Secondo Confindustria è meglio puntare sul rafforzamento del ReI. “Il reddito di cittadinanza – si spiega nel report – potrebbe costare molto (30 miliardi di euro o più secondo varie stime, rispetto ai già elevati 17 miliardi prospettati dal M5S) e comportare uno spreco ingente di risorse pubbliche”. Inoltre per incentivare la partecipazione servirebbe l’iscrizione ai Centri per l’impiego, definiti come “strutture che necessitano di una profonda e costosa riforma per poter garantire risultati apprezzabili nel facilitare l'avviamento al lavoro”.

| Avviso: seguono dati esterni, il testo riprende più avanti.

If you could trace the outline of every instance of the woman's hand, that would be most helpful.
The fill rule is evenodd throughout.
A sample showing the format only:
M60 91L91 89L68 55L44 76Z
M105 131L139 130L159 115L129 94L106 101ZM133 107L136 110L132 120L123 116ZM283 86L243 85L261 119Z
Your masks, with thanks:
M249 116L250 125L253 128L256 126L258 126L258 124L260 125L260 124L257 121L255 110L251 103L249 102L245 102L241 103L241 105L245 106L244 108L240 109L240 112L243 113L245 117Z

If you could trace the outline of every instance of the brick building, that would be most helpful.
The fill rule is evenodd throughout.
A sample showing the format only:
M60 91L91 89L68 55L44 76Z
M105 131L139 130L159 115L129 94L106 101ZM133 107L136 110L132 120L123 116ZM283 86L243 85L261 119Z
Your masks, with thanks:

Secondo il Centro studi di Confindustria, “affrettarsi a sostituire uno strumento appena partito significherebbe creare incertezza e allungare i tempi di implementazione”. Per questo sarebbe più opportuno fare una attenta valutazione e “indirizzare le risorse per aumentare platea e beneficio”. Nel report si legge ancora:

In Italia la povertà è cresciuta molto con la crisi: ci sono 1,6 milioni di famiglie in povertà assoluta per un totale di quasi 5 milioni di individui. L'indigenza è legata a doppio filo alla bassa partecipazione al mercato del lavoro. Dopo svariate sperimentazioni territoriali, con l'avvio del Reddito di Inclusione (Rei), da gennaio 2018 l'Italia si è dotata di uno strumento universale di contrasto alla povertà su scala nazionale. Il Rei è disegnato per raggiungere le famiglie in povertà, attraverso soglie di accesso sia reddituali sia patrimoniali. Tuttavia, è partito con scarsi finanziamenti (2,1 miliardi di euro nel 2018) e si stima che potrà coprire solo la metà della platea.